Efficacy of Cystatin C-based equations to predict risk of Contrast Induced Nephropathy after Elective Percutaneuous Coronary Intervention
Keimyung University Dongsan Hospital , Daegu, Korea (Republic of)
H.J. Yoon
Background: Decreased estimated glomerular filtration rate (eGFR) and larger amount of contrast media (CM) were known to potent risk factor of contrast induced nephropathy (CIN) after percutaneous coronary intervention. Lately, the low molecular weight protein cystatin C was introduced as a GFR estimate superior to creatinine. We investigated usefulness of cystatin C to predict CIN compared to creatinine based eGFR in patients with elective PCI.

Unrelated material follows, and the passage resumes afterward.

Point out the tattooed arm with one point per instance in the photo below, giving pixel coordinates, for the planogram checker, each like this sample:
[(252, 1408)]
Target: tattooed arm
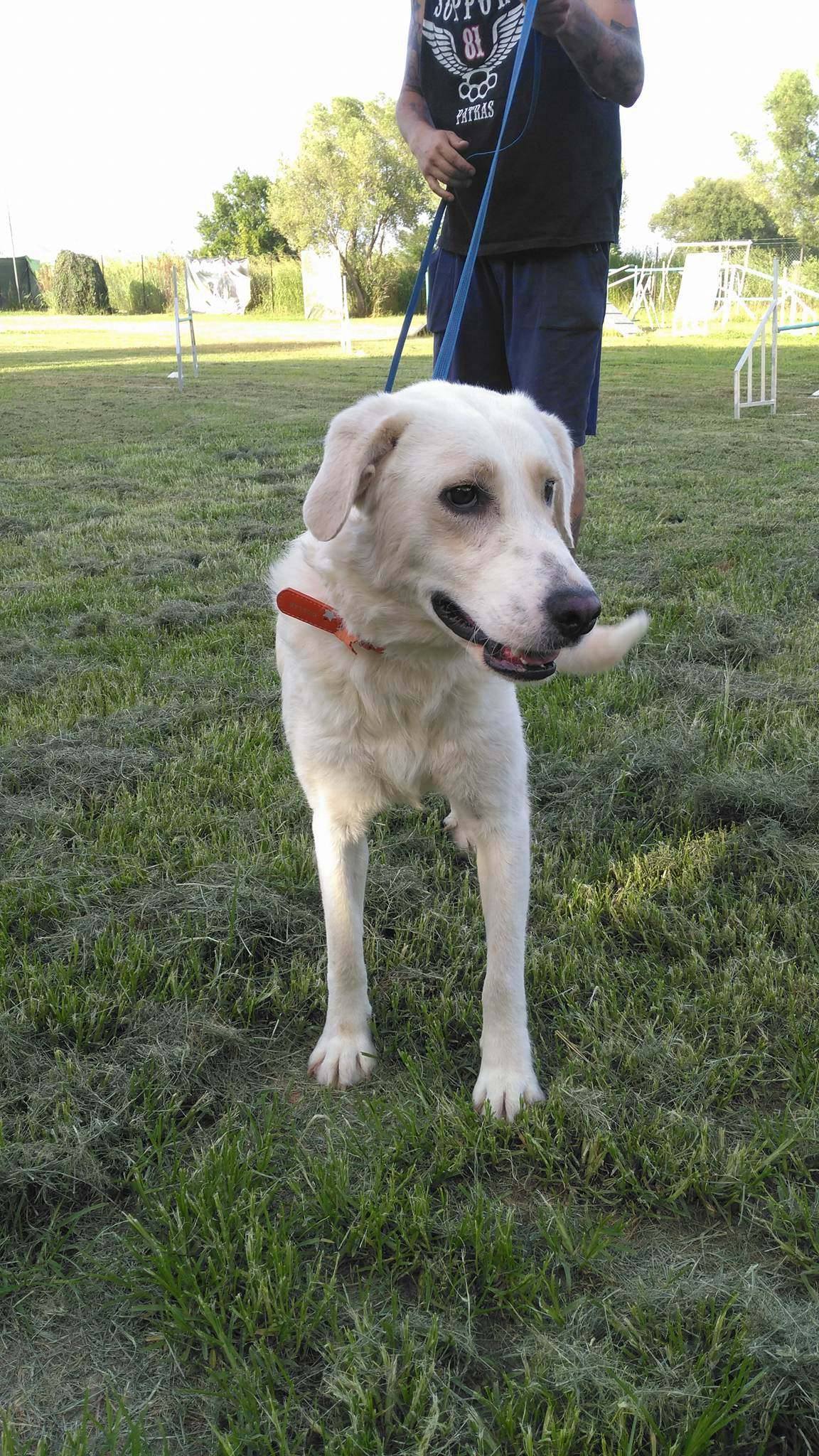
[(602, 40), (437, 154)]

Methods: In this single center prospective study, 154 consecutive patients who underwent elective PCI were enrolled from January 2009 to July 2009. GFR was calculated as creatinine clearance by Modified Diet in Renal Disease (MDRD) study equation and Cystatin C based equation. CIN was defined as an absolute increase of > 0.5mg/dL in the serum creatinine level compared to baseline.

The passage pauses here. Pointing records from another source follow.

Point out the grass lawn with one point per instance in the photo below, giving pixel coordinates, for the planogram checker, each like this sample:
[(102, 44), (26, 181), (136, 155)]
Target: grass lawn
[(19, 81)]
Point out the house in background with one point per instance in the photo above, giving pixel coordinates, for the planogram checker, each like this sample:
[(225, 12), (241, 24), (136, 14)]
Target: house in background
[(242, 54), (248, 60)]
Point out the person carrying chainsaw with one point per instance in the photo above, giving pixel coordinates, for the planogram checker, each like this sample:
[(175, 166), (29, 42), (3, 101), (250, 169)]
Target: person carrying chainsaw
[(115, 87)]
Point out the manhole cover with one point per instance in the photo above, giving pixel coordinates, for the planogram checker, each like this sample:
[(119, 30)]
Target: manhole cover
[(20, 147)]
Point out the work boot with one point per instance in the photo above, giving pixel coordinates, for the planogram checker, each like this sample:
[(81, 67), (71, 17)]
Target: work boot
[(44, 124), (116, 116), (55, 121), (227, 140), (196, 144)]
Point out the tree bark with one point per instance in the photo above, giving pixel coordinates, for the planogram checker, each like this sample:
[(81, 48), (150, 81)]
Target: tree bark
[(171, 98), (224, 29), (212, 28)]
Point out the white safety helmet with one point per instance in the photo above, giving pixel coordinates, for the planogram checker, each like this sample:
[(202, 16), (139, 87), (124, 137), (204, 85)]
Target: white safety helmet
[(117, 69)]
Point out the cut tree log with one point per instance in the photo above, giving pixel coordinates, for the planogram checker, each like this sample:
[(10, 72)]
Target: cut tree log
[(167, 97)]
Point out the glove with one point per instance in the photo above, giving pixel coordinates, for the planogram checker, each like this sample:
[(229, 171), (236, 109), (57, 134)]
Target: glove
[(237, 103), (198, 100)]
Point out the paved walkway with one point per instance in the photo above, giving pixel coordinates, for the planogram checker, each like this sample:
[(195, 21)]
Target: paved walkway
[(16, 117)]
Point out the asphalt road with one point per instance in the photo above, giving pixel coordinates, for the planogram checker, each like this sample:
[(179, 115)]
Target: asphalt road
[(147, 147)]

Results: Overall, CIN occurred in 5 patients (3.2%) in this study. On univariate analysis, diabetes urine protein (+) and decreased eGFR both creatinine based equataion (MDRD method) and cystatin C based equation were significantly associated with CIN.Onmultivariate regression analysis, eGFR by cystatin C (odds ratio=0.901, 95% CI 0.826-0.982, p=0.018) was a significant independent predictor of CIN. Inreceiver operation characteristic curve analysis, fair discrimination between the CIN group and the non CIN group was found at a cystatin C level 1.16, and at this value, the sensitivity and specificity for development of CIN were 80.3% and 87.9%, respectively. (AUC=0.973).
Conclusion: Performance of cystatin C based equation was superior to MDRD in prediction of CIN after elective PCI.